Apartmentsource.com allows you to search for apartments by city and narrow your search for ones that allow pets.
Once you find housing that allows pets, it’s extremely important that you get a copy of the pet policy in writing and review it closely before making a decision to move there. Many apartments that allow pets often require a deposit as well an additional monthly fee, and there may be restrictions regarding the size and type of the pet.
For example, Crane Village Apartments, near downtown Pittsburgh, allows pets, but with some restrictions. According to the Crane Village Apartment Pet Policy, tenants may have domestic (not exotic) animals that weigh less than 40 pounds. Tenants must provide a photo of the pet along with a statement from a veterinarian confirming that the pet is current on all vaccinations. The tenants and landlord must also sign a written agreement regarding the pet. Additional costs include a non-refundable $150 deposit as well as a monthly fee of $20.
It’s never a good idea to sneak your pet into your apartment and hope your landlord won’t notice. You may be forced to move out or give up your pet. Instead, there may be other ways to avoid giving up your pet.
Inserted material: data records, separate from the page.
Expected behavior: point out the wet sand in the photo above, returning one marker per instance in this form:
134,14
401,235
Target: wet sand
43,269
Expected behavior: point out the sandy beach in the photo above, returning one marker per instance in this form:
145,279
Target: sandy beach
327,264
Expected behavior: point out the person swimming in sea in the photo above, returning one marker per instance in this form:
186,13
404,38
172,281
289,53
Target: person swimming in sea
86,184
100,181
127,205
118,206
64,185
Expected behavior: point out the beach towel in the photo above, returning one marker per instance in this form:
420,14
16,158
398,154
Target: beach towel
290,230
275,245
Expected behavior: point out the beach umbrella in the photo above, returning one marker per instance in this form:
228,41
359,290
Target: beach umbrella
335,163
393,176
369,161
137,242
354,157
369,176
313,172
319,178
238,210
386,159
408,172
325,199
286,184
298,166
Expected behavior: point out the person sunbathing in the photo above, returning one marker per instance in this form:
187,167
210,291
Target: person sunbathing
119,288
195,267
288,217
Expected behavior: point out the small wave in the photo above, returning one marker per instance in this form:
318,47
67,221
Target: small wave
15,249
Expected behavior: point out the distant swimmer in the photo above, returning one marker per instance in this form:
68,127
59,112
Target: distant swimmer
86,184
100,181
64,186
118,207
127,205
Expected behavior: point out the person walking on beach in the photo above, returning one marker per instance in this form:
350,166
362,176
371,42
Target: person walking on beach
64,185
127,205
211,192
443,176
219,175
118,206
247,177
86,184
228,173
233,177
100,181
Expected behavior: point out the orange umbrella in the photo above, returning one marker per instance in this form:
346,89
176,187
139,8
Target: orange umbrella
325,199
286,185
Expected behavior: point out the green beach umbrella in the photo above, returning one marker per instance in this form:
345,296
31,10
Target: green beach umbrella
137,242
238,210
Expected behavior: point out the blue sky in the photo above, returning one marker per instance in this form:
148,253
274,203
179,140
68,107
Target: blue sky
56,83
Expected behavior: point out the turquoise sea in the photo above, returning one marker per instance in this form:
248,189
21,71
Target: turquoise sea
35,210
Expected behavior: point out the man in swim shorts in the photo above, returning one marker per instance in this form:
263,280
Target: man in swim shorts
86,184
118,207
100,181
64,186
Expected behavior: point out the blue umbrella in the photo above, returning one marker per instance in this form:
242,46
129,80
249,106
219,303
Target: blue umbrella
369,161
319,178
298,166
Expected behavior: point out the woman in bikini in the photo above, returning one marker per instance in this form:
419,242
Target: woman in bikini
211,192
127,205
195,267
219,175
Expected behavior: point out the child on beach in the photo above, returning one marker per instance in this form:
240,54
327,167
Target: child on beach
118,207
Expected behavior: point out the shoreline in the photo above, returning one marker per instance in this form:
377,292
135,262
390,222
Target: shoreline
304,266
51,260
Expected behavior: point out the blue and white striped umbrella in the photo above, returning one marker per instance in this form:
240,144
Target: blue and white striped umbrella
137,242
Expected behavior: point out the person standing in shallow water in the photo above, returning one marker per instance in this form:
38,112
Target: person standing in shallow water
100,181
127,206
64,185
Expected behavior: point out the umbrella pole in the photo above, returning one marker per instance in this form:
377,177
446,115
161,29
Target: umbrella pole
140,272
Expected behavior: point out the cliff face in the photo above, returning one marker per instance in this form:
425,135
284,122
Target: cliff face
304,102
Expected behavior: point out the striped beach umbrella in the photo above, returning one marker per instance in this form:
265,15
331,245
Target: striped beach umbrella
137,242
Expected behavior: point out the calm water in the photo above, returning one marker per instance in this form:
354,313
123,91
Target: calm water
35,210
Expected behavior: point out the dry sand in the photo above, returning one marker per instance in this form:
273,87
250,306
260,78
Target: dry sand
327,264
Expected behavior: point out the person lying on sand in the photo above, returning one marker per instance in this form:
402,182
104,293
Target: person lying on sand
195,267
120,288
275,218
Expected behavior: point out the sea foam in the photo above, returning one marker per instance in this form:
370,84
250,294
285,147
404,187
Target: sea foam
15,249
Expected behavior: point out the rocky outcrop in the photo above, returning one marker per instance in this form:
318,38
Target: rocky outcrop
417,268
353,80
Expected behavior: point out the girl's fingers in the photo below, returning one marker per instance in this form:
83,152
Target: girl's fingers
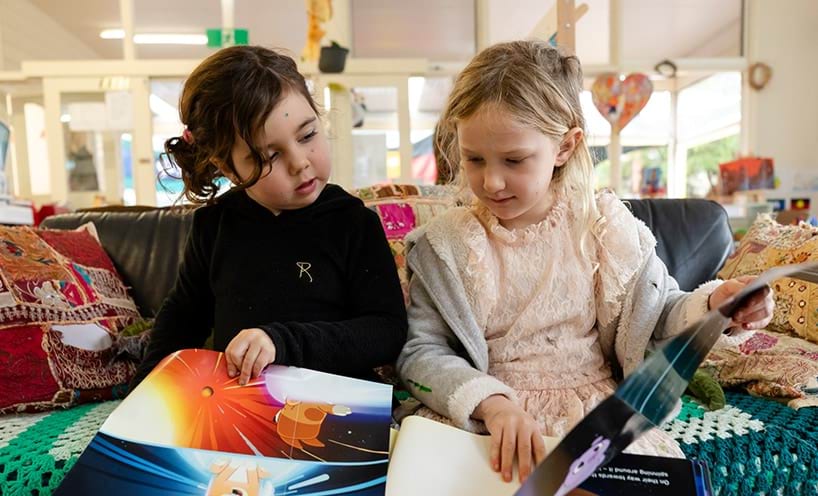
539,448
754,317
264,359
234,353
248,363
494,451
507,453
524,454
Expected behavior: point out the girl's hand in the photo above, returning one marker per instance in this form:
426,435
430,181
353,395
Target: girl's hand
756,313
249,352
512,430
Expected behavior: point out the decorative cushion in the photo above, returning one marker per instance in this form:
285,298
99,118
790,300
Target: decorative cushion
402,208
62,305
768,244
770,364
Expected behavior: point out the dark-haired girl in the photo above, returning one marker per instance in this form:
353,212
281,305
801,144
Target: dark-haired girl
284,268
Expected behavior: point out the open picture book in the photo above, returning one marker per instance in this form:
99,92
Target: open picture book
189,429
430,458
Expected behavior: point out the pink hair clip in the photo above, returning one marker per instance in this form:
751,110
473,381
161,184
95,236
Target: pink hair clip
187,136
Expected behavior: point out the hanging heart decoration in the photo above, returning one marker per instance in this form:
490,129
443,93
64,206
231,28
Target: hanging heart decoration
618,100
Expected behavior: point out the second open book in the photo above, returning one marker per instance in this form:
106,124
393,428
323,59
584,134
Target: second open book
432,459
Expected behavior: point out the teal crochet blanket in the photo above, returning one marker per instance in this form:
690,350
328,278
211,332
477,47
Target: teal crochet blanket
754,446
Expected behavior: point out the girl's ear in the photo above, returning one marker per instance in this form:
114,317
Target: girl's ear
226,172
567,146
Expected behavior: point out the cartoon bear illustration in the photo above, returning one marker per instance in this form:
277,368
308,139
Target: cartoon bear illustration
300,423
238,480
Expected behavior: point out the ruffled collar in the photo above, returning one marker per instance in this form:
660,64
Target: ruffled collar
524,235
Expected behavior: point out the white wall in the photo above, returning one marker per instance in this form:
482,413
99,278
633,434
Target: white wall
783,117
26,33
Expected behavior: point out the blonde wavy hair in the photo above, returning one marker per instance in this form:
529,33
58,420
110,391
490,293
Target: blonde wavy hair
540,87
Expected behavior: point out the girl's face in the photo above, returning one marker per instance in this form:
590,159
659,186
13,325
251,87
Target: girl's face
297,153
509,166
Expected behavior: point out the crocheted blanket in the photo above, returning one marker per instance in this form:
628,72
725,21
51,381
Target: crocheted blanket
754,446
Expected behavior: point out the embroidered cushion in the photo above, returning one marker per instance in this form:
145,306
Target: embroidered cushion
768,244
62,305
402,208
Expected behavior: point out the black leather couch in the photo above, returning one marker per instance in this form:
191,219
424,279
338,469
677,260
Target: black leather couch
146,245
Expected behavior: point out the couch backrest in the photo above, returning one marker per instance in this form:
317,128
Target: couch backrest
693,237
146,246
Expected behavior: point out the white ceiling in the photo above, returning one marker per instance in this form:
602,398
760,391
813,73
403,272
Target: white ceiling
434,29
272,23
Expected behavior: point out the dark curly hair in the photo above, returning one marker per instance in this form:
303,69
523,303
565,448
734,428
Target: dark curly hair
229,95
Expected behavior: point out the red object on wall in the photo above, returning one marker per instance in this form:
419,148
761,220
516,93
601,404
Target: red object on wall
747,174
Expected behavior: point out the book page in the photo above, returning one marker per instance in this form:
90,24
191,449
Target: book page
430,458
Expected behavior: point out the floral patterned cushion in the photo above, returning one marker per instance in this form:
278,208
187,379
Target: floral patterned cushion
402,208
769,364
768,244
62,305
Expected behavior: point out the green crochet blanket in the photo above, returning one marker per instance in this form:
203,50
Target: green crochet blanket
754,446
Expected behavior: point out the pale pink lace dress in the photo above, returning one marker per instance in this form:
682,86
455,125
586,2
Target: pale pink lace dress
537,299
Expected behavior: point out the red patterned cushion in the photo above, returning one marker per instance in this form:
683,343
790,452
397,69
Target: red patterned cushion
62,305
401,208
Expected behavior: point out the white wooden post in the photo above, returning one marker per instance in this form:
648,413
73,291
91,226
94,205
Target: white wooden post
126,18
144,169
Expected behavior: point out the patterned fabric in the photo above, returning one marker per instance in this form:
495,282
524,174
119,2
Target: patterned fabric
768,244
401,208
62,304
753,446
769,364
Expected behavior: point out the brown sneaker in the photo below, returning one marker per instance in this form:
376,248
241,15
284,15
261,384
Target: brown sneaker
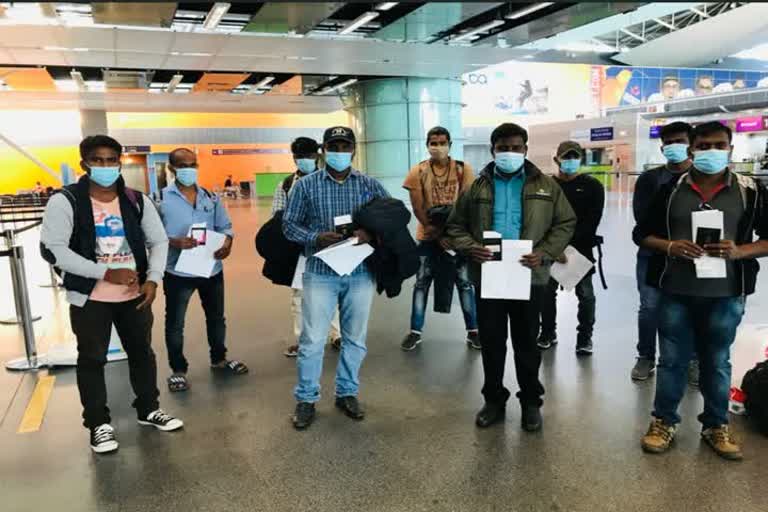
659,437
721,440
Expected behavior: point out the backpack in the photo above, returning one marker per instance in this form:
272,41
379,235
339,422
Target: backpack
134,197
755,387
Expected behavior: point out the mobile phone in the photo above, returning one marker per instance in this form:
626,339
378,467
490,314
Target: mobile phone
343,225
199,234
705,236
Arrange a meeting with yourself, your pet and your landlord to prove that you really do have a well-behaved companion. Letters of recommendation can make a difference, too. A persuasive letter from a previous landlord or your pet’s trainer may be enough to sway your landlord’s decision in your pet’s favor.
Remember that a verbal agreement between you and your landlord is not enough. Protect yourself and your pet by getting your landlord’s rules and policies in writing, and make sure they are reasonable for you and your pet.
With a little bit of time and effort, it’s always possible to find a place that will allow you to keep your pet if you must move.